Home Front: Viet Nam and Families at War by Willard D. Gray

When my nephew Chase called his grandparents from Iraq, he would ask my mother, “Gigi, what kind of car do you think I should buy when I come home?” She believes that he was trying to assuage her fears-the worst of which arrived August 7, 2005, when my sister Laura delivered the news from our brother Mark who simply couldn’t tell our parents. The Marines had come to him in the middle of the night with the message that no family should have to bear.

George Bush has said during a recent press conference that our troops will remain in Iraq as long as he is president, a statement denying the mounting sentiment against the war. Soon after, an announcement was made that thousands of Marines in the Individual Ready Reserve have been ordered back to active duty.

If Chase had returned home in October, uninjured from his first tour, he could be there now. Some in his battalion are.

“Maybe we didn’t try hard enough to talk him out of enlisting,” my mother says over and over.

“What if” is something else we ponder.

And, of course, there’s the abyss of Post Traumatic Stress Disorder (PTSD). Would the experience of war have changed Chase? How could it not?
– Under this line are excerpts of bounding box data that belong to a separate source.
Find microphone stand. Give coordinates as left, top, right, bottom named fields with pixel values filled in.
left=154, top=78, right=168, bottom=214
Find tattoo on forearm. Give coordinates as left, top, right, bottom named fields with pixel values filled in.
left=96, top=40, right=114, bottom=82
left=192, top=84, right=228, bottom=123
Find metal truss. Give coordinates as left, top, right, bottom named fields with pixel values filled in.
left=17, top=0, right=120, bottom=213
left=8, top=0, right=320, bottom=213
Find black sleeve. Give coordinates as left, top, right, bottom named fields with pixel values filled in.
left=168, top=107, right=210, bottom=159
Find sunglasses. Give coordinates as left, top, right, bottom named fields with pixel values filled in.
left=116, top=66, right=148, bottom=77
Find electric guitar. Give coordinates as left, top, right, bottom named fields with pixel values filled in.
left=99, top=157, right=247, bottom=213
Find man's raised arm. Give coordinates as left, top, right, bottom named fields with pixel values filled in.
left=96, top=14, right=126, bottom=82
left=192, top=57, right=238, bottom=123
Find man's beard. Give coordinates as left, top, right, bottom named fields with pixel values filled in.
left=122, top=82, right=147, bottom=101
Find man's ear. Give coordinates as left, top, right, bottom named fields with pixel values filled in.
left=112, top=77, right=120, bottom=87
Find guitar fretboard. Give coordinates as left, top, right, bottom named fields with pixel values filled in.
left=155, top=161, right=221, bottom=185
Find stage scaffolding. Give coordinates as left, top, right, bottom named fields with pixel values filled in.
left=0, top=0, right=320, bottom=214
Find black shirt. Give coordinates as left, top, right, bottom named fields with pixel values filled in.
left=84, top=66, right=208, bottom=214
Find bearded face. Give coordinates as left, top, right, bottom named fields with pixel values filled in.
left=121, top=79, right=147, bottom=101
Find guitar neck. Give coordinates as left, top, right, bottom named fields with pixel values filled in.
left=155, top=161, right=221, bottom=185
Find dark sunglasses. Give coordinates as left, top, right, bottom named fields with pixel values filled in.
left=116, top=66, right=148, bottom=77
I am half way through the powerful book Home Front: Viet Nam and Families at War sent by its author, Willard Gray, who began corresponding after reading some of my articles. Gray’s work is a tour of duty and dedication to the truth of military combat. He tells the stories of 12 families forever changed by the experience of Viet Nam, families who either lost a loved one to death or to a war that has never left their lives. If a son, husband, father, daughter, wife, mother (It is estimated that about 7,500 women served in Viet Nam) returned alive, he or she brought the horrors of warfare home, suffering and portioning out pain to those desperate to recover what was there before war. Some committed suicide after years of self-medicating; others were diagnosed with illnesses that resulted from Agent Orange exposure. Regardless of the symptoms, physical, psychological, or a combination of the two, war was the genesis.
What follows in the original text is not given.